Cai Zhihui said that for fixed-income investment, in 2026 PICC will, based on the differing characteristics of liability funds between property insurance and life insurance, do a good job in sub-accounting, differentiated allocation, and refined management. Specifically, for the property insurance account, emphasis will be placed on maintaining stable asset duration; for the life insurance account, it will manage the duration gap, so it will particularly pay attention to the allocation window for long-duration government bonds. For equity investment, on the one hand, it will continue to focus on allocating to OCI high-dividend stocks; on the other hand, it will focus on growth-oriented investment opportunities embedded in the “15th Five-Year Plan” and the “next 5-year” period, strengthen research into key industries and key segments of the industrial chain, and rationally plan TPL stock allocation.

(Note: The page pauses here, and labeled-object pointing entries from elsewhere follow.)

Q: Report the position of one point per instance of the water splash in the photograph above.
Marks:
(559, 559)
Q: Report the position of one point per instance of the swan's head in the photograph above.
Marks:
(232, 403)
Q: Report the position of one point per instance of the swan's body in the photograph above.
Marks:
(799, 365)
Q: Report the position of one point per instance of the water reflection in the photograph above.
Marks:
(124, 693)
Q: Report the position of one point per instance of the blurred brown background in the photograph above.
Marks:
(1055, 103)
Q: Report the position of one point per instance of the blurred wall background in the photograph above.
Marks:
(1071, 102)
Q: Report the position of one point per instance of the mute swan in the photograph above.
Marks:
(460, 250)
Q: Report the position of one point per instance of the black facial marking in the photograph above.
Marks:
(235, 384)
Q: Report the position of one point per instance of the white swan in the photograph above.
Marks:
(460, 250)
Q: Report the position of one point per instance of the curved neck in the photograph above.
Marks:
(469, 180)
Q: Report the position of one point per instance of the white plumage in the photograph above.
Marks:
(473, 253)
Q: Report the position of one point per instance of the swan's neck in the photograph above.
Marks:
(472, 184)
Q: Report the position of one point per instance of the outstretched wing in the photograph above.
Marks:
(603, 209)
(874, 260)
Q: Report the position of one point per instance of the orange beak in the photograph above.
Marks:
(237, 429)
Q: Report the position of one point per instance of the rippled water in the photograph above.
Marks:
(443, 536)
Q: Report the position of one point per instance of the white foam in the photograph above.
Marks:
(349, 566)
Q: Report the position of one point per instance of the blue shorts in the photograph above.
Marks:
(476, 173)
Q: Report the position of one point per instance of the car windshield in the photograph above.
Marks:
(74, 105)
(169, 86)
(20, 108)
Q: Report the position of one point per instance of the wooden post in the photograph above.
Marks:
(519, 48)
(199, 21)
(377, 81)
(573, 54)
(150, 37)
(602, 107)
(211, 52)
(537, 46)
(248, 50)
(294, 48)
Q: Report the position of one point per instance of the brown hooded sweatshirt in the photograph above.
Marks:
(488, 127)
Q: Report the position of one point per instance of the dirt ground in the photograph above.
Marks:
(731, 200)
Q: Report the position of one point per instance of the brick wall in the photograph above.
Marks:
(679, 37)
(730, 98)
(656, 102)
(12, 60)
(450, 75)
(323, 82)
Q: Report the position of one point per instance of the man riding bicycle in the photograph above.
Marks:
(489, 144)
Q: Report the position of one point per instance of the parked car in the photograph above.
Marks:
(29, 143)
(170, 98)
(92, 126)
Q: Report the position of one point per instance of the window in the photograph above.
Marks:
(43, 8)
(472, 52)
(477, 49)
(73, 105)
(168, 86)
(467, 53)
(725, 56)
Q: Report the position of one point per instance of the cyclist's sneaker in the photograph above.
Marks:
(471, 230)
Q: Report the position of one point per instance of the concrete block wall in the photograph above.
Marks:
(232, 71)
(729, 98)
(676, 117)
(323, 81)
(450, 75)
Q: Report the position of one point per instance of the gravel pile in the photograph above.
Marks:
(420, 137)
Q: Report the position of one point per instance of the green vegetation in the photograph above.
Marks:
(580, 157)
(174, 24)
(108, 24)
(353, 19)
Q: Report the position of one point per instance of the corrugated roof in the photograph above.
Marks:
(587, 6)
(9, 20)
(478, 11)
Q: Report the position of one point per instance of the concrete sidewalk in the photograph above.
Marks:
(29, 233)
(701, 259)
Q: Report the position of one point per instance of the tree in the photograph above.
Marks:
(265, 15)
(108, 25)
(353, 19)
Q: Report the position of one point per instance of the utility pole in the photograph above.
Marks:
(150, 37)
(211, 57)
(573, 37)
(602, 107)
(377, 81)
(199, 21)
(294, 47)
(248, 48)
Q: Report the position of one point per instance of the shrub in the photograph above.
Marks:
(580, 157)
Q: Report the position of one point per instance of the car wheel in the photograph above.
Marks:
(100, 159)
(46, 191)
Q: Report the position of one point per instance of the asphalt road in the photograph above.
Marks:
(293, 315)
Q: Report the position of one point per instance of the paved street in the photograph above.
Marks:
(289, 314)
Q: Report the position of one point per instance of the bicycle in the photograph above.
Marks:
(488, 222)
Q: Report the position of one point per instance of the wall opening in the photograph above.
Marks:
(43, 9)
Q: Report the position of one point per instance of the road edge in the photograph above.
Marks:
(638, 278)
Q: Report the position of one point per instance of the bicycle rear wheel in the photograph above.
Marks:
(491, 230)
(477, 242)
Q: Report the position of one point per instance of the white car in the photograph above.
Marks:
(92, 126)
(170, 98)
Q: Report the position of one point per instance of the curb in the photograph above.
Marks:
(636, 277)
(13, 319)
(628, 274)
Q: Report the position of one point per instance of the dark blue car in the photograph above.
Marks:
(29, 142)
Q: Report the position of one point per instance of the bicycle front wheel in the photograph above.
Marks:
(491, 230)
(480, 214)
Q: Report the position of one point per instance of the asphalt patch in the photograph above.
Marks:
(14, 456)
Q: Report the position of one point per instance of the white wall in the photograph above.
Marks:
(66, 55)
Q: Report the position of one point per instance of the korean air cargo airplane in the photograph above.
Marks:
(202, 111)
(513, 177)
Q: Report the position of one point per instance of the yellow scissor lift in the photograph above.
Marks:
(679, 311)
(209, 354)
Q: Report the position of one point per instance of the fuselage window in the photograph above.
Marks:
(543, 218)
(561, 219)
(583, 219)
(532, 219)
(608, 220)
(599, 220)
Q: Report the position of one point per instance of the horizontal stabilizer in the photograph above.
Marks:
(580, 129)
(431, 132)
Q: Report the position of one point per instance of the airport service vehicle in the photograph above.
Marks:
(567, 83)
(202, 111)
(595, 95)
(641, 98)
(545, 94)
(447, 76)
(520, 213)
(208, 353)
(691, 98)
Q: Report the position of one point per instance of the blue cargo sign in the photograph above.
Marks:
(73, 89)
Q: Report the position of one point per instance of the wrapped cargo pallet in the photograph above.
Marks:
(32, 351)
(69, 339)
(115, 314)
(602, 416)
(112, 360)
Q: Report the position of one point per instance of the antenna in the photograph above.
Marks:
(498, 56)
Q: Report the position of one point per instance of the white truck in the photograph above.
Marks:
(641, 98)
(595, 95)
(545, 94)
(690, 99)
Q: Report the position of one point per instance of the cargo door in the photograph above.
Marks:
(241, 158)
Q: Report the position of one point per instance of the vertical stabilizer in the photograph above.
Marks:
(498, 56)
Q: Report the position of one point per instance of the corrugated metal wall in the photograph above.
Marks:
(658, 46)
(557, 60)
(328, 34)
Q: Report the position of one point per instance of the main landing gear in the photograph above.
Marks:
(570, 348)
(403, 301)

Liu Hui introduced that for equity investment, China Life will focus on two categories of assets: first, technology stocks representing the direction of China’s new-quality productive forces; second, high-quality high-dividend stocks. For the equity investment direction during the “15th Five-Year Plan” period, it will follow the deployment to cultivate and strengthen emerging industries and to take a forward-looking stance on future industries. It will continue to use diversified tools such as merger and acquisition funds, PE funds, and S funds, focusing on three major directions: first, artificial intelligence and semiconductors—closely tracking the themes of technological iteration and domestic substitution to identify investment targets with explosive growth opportunities across the entire AI industry chain; second, health and biotechnology—investing in innovative drugs and medical devices, intelligent diagnosis and treatment, chronic disease management, and other related fields; third, green energy and new infrastructure—deeply cultivating clean-energy sectors such as wind power and nuclear power, and paying attention to investment opportunities such as new-type energy storage and computing-power synergy.